Evening Leaders: Loeb Reiterates Call for Yahoo Chairman’s Exit, Greek Crisis, Google Rivals Team Up, Facebook IPO Delayed, Spain Faces Rating Risks

Loeb Reiterates Call for Yahoo Chairman’s Exit (DealBook)
Well, that is one way to deal with an activist investor.
The hedge fund manger Daniel S. Loeb says in a new filing that a phone conversation on Monday with Jerry Yang and Roy Bostock of Yahoo ended with Mr. Bostock hanging up on him. Or, in Mr. Loeb’s description, it ended with “Mr. Bostock’s abrupt unilateral termination of the call.”
And what Mr. Loeb, whose hedge fund recently took a 5.15 percent stake in Yahoo, heard before that moment did not please him.

THIRD POINT

Germany and France Back Greece on Austerity Effort (NY Times)
The Greek prime minister vowed to abide by austere cuts in the struggling country’s budget, and the leaders of France and Germany promised to support Greece as a central part of the euro zone, the three officials said Wednesday in a statement after a joint conference call.
In their call, French President Nicolas Sarkozy and German Chancellor Angela Merkel had been expected to tell the Greek prime minister, George Papandreou, that he must meet deficit-cutting promises to the European Union and the International Monetary Fund in return for subsidized loans and a second bailout.

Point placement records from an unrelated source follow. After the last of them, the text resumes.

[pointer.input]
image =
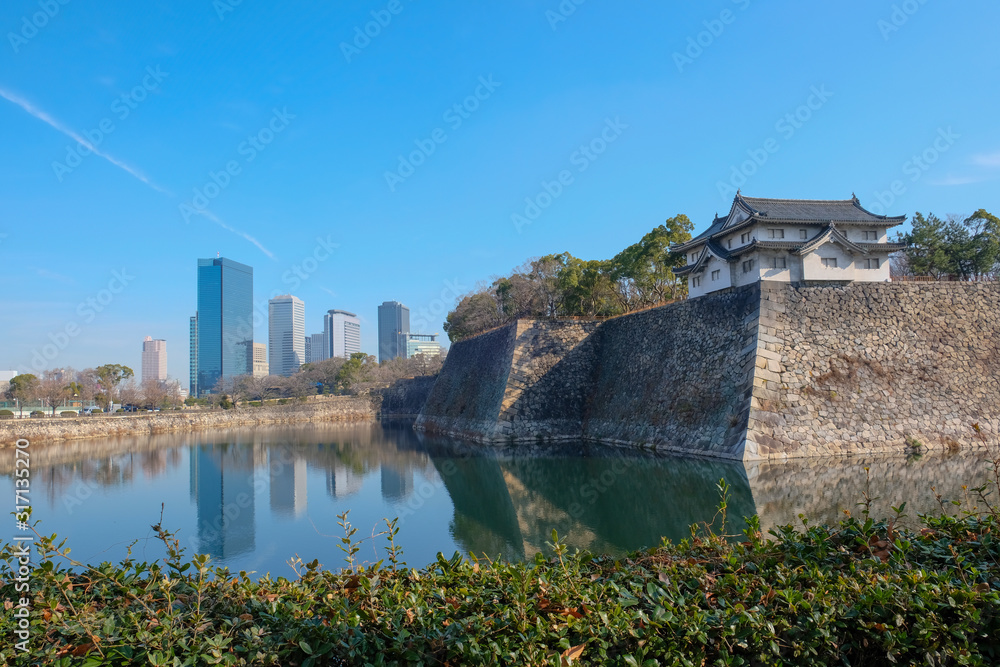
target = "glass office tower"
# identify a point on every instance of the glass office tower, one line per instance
(225, 321)
(393, 325)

Google Rivals Team Up in Ad Plan (WSJ)
In a bid to take on Google Inc., rival Internet companies Yahoo Inc., Microsoft Corp. and AOL Inc. have started pitching Madison Avenue executives on plans to join together to sell ads on each other’s sites, according to people familiar with the matter.
The new system would make it possible for advertisers to buy display ads on Yahoo, Microsoft and AOL sites that the Internet companies don’t sell directly to marketers, these people say. It would launch later this year or early 2012, the people said.

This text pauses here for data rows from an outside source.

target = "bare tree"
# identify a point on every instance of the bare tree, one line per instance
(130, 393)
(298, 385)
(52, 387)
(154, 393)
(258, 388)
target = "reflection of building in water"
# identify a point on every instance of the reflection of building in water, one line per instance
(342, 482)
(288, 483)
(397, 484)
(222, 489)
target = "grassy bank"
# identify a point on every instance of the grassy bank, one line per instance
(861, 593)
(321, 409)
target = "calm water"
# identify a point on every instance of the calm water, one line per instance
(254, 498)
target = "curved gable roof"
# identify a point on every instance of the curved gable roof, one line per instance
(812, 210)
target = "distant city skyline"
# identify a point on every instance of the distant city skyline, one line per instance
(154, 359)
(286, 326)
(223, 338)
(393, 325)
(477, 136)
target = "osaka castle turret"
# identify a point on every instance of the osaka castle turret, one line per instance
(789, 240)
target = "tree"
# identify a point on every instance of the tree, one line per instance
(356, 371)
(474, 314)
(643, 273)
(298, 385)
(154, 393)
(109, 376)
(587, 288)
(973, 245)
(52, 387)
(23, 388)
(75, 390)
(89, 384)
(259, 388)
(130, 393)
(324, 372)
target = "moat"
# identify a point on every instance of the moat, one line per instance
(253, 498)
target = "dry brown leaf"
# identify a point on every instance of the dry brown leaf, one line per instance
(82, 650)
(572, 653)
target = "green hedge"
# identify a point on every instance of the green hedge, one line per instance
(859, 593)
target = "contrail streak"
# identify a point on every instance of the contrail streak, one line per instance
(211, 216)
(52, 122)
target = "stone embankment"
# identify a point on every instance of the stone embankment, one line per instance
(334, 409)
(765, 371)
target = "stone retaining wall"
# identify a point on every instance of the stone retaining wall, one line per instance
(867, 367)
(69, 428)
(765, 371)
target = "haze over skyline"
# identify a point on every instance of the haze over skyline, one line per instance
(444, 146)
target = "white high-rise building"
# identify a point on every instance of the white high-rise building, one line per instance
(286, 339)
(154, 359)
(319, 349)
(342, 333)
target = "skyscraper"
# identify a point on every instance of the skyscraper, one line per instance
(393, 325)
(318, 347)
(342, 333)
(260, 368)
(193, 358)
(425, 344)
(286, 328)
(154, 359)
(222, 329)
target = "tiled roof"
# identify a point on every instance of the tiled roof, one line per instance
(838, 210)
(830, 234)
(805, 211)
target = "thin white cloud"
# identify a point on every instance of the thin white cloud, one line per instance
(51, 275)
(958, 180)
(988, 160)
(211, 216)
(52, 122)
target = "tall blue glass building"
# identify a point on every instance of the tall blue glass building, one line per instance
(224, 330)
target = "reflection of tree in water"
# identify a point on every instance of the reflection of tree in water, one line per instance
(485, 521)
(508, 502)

Facebook puts off IPO until late 2012 (FT)
Facebook is preparing to launch its blockbuster initial public offering in the US towards the end of next year, a later public debut by the social networking site than had been widely anticipated, say people familiar with the company. The IPO, expected to be one of the world’s biggest with recent private share sales valuing Facebook at more than $66.5bn, has been expected by April 2012, with persistent speculation that it could even come this year.

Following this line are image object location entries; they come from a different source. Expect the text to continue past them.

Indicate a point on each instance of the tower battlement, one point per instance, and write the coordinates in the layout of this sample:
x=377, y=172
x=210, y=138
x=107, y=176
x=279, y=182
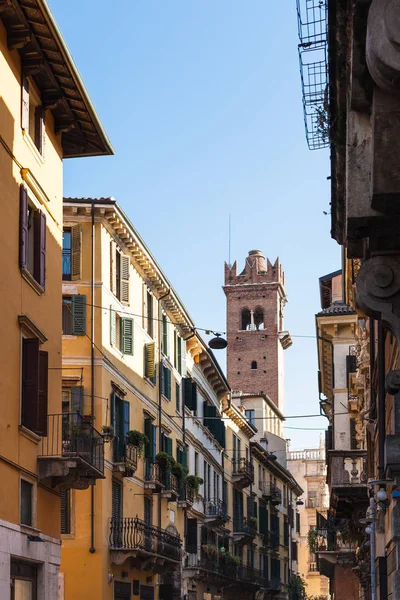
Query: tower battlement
x=256, y=270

Spain Faces Rating Risks on ‘Downside’ as Regions Lag Targets, Fitch Says (Bloomberg)
Spain faces risks “on the downside” to its credit rating as growth slows and regional governments fall behind schedule on deficit-reduction targets, Fitch Ratings Director Douglas Renwick said.
“Risks for the credit rating are clearly on the downside,” London-based Renwick said in a telephone interview yesterday. “The regional deficit performance adds to pressure on the central government to make the needed cuts.”